Cash is king: why I'd rather grow slower than give up control
This is the fifth post in a series of five, excerpted from lessons in business by our founder, Peter Gradwell. They are taken from a YouTube interview he did in the "UK Business Forums" podcast series.
By 2006 or 2007, Gradwell had outgrown its infrastructure. We needed a proper cluster, not fourteen servers Sellotaped together, and the quote from HP came in at roughly $2 million. We didn't have $2 million. So off we went to NatWest Bank — my bank since I was 18 — to ask nicely for a loan.
The conversation was short. You're a fast-growth technology company with no balance sheet, we can't lend to you. Also — they didn't say this bit, but it was true — NatWest at the time was recovering from its own problems and had no money to lend. What you need, they said, is venture capital.
So we raised venture capital: a million pounds from Altitude Partners after about nine months of work, lawyers, due diligence, and thirty percent of the company handed over.
Then I went back to HP with my chequebook. HP said: put that away, Mr Gradwell. Our internal bank, HP Bank of Ireland, will lend you the two million dollars over five years at 1% interest on an asset-finance basis.
I said: why didn't you do that last week? They said: last week you weren't bankable. This week you have venture-capital backing. You're a good credit risk now.
"The more self-sustaining you can make your business, then as the entrepreneur, the more you're in control of it."
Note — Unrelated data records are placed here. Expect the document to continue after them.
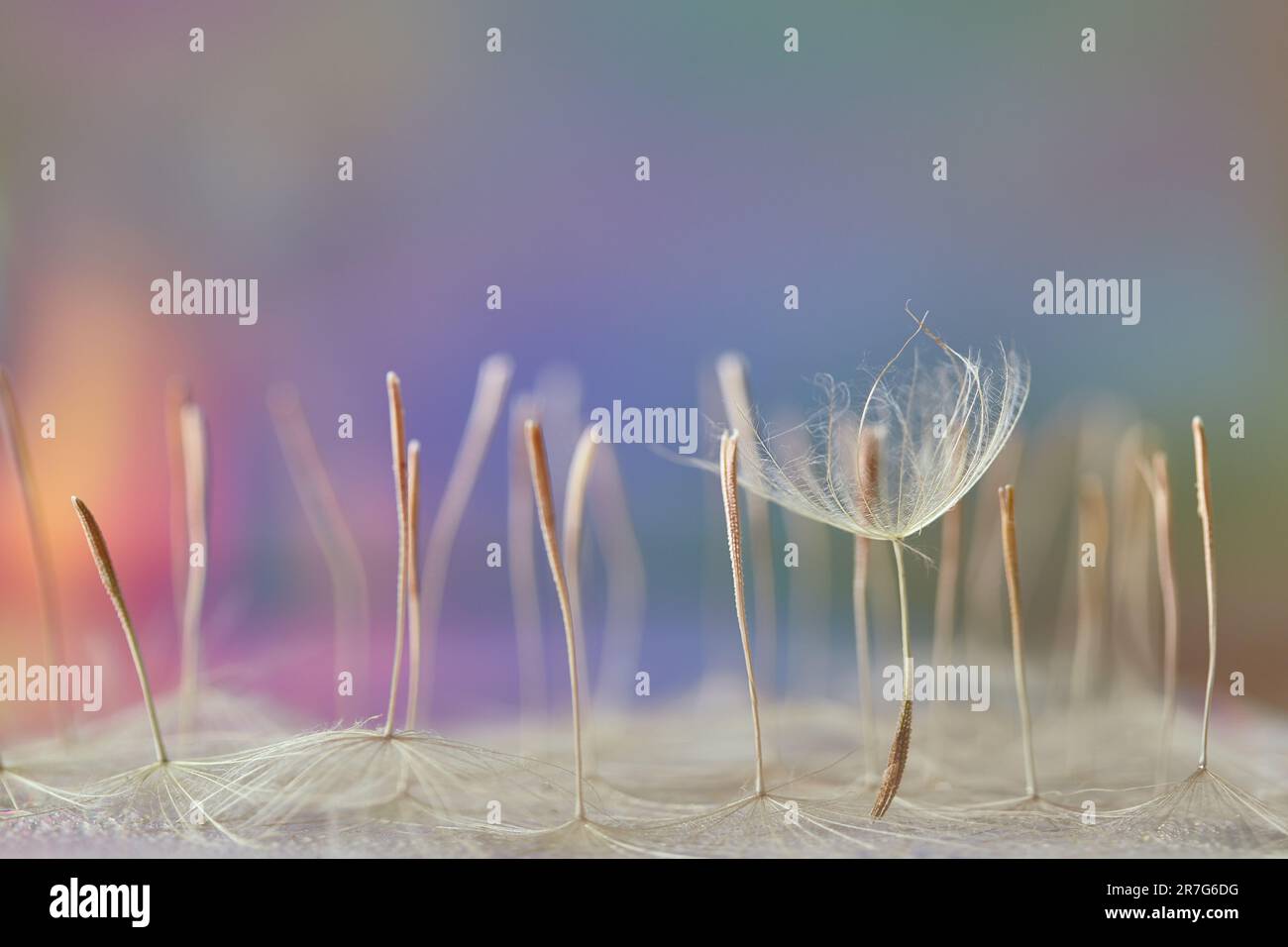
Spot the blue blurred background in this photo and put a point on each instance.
(516, 169)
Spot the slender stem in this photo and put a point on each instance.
(1205, 491)
(1010, 554)
(735, 397)
(1162, 496)
(489, 390)
(523, 575)
(192, 434)
(862, 551)
(11, 425)
(574, 531)
(945, 587)
(733, 527)
(103, 561)
(398, 442)
(539, 467)
(412, 583)
(176, 394)
(903, 621)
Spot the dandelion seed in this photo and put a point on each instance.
(178, 793)
(943, 424)
(1160, 492)
(734, 392)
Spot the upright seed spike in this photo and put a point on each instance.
(1205, 500)
(523, 571)
(1160, 492)
(867, 459)
(398, 444)
(733, 527)
(735, 395)
(539, 467)
(103, 561)
(192, 431)
(1012, 557)
(178, 392)
(493, 381)
(574, 531)
(412, 582)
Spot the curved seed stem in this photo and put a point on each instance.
(733, 527)
(539, 467)
(103, 561)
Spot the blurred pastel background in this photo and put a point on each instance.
(516, 169)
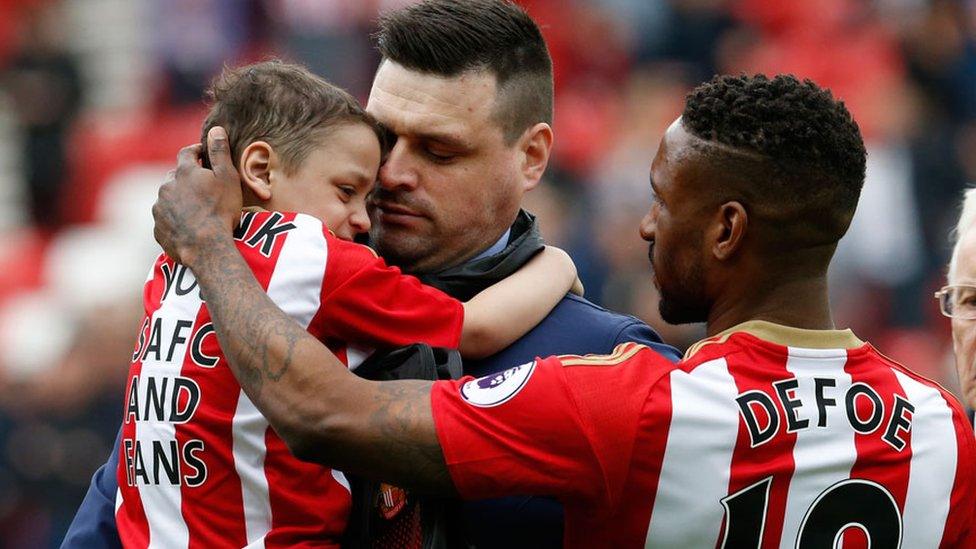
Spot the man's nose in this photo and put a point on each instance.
(359, 220)
(398, 172)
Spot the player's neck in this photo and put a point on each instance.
(796, 302)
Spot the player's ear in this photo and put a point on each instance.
(534, 147)
(728, 230)
(257, 160)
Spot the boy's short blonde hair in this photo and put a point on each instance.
(283, 104)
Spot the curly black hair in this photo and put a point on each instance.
(811, 157)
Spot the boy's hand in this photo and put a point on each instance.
(197, 206)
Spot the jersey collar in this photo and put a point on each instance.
(787, 336)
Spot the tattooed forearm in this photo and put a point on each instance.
(382, 429)
(402, 413)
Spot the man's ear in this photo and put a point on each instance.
(257, 159)
(729, 230)
(535, 146)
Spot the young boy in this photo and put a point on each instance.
(199, 464)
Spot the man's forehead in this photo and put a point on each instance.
(966, 259)
(406, 99)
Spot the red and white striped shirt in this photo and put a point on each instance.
(199, 465)
(764, 436)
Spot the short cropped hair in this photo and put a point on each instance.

I ended that week two million dollars in asset-financed debt and having given away thirty percent of my company to raise a million pounds I didn't strictly need. The business hadn't changed between Monday and Friday. What had changed was the perception of the business — by the same banks and vendors who'd turned us away days earlier.
What I'd do differently
Two things, knowing what I know now:
- Exhaust bank and asset finance before equity. Debt is expensive in money but cheap in control. Equity is the opposite. The order matters: supplier credit, customer pre-payment, asset finance, bank debt, then equity. Most founders run the ladder in reverse.
- Charge customers up front where you can. Annual billing instead of monthly. Twelve-month terms with a discount. Deposits on complex installs. This is the cheapest working capital you'll ever raise and it comes without covenants or board seats.
The self-reinforcing loop
The most interesting pattern in the HP story isn't about HP. It's that once you have a credible cap table, credit opens up everywhere — supplier terms get longer, asset finance becomes available, leases get signed, even recruiters will take you on retained terms. The single event of raising equity unlocks a dozen non-equity financing options that you could, in principle, have used without raising equity at all.
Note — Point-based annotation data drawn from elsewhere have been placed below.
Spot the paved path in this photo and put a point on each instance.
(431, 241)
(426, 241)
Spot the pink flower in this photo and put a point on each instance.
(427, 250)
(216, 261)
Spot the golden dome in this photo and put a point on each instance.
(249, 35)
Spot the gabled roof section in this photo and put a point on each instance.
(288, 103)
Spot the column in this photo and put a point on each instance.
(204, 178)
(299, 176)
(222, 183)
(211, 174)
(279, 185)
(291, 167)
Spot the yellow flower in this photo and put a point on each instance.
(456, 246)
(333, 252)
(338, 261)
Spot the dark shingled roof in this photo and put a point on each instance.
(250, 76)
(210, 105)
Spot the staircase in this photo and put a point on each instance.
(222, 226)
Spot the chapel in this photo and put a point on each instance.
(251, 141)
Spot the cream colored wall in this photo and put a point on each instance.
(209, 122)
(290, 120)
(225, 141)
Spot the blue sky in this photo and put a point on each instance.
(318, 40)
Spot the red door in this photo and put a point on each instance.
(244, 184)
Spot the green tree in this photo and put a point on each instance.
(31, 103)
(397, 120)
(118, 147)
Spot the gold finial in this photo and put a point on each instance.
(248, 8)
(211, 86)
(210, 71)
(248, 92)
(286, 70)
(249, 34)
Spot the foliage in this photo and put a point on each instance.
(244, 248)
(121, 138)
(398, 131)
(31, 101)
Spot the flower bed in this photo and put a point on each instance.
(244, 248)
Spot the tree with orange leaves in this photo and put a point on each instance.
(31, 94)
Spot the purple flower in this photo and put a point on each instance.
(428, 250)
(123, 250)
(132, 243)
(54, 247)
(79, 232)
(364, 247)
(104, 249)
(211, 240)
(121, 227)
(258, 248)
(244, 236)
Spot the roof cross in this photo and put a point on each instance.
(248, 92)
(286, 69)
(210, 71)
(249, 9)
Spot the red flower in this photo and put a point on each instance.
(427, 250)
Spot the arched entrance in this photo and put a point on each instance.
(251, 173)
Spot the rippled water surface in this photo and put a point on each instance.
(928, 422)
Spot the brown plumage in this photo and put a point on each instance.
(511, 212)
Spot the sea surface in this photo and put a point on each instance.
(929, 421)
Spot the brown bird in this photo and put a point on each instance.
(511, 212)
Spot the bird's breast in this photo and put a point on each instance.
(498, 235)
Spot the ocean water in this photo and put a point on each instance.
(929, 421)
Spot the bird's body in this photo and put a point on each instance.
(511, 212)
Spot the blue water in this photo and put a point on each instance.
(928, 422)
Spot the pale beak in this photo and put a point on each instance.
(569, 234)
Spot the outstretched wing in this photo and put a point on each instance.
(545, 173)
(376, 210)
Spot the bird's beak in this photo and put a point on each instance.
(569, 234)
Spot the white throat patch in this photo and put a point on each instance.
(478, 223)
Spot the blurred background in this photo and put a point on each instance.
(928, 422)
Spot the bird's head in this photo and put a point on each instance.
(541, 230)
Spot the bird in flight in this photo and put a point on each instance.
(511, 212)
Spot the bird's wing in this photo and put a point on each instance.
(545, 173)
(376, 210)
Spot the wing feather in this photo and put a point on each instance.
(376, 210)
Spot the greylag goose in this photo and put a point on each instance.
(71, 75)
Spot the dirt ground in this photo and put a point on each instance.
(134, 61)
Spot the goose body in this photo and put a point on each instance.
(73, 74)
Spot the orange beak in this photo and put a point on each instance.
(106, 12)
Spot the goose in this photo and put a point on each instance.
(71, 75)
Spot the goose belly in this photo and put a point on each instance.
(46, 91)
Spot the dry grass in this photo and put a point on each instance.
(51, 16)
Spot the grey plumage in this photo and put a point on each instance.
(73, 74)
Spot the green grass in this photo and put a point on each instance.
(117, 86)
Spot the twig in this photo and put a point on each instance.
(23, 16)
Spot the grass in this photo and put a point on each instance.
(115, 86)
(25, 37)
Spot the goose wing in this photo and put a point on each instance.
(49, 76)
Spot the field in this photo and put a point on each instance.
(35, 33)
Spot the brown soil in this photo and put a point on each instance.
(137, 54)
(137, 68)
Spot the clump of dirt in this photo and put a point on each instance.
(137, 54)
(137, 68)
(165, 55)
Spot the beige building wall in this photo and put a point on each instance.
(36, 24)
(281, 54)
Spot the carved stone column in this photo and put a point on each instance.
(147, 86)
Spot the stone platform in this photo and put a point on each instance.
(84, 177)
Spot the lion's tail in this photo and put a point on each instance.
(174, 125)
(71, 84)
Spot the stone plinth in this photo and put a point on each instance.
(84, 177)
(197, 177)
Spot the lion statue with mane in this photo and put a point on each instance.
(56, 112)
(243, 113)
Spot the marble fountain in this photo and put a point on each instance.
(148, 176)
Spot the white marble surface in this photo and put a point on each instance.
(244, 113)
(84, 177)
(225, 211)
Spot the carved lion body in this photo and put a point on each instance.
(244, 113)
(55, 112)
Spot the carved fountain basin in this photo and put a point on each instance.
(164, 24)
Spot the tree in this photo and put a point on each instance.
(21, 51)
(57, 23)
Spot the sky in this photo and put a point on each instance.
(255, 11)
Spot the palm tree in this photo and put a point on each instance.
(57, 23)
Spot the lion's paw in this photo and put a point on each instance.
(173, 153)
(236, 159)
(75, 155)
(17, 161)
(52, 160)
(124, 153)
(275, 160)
Which means the equity round you needed in order to unlock those options was often a round you didn't actually need. You needed the perception of being backed; you didn't need the money.
Cash is king — and it doesn't matter how profitable the business looks on paper. As soon as cash runs out, the business is gone. The corollary is: the more you can run the business on its own cash, the longer you get to keep driving it. Equity accelerates growth. Debt accelerates growth. Customer pre-payment accelerates growth and keeps you in the driver's seat. Of the three, only one lets you make your own mistakes on your own timeline.
That's what "control" really means. Not being a dictator. Just being able to decide, in a tough quarter, whether the right answer is to cut, to hold, or to double down — without three other people at the table whose incentives aren't quite your incentives.
Grow organically for as long as you possibly can. When you finally have to raise, raise on your own terms. And remember that the cheapest capital you'll ever deploy is the capital your customers send you, in advance, because they trust you to deliver.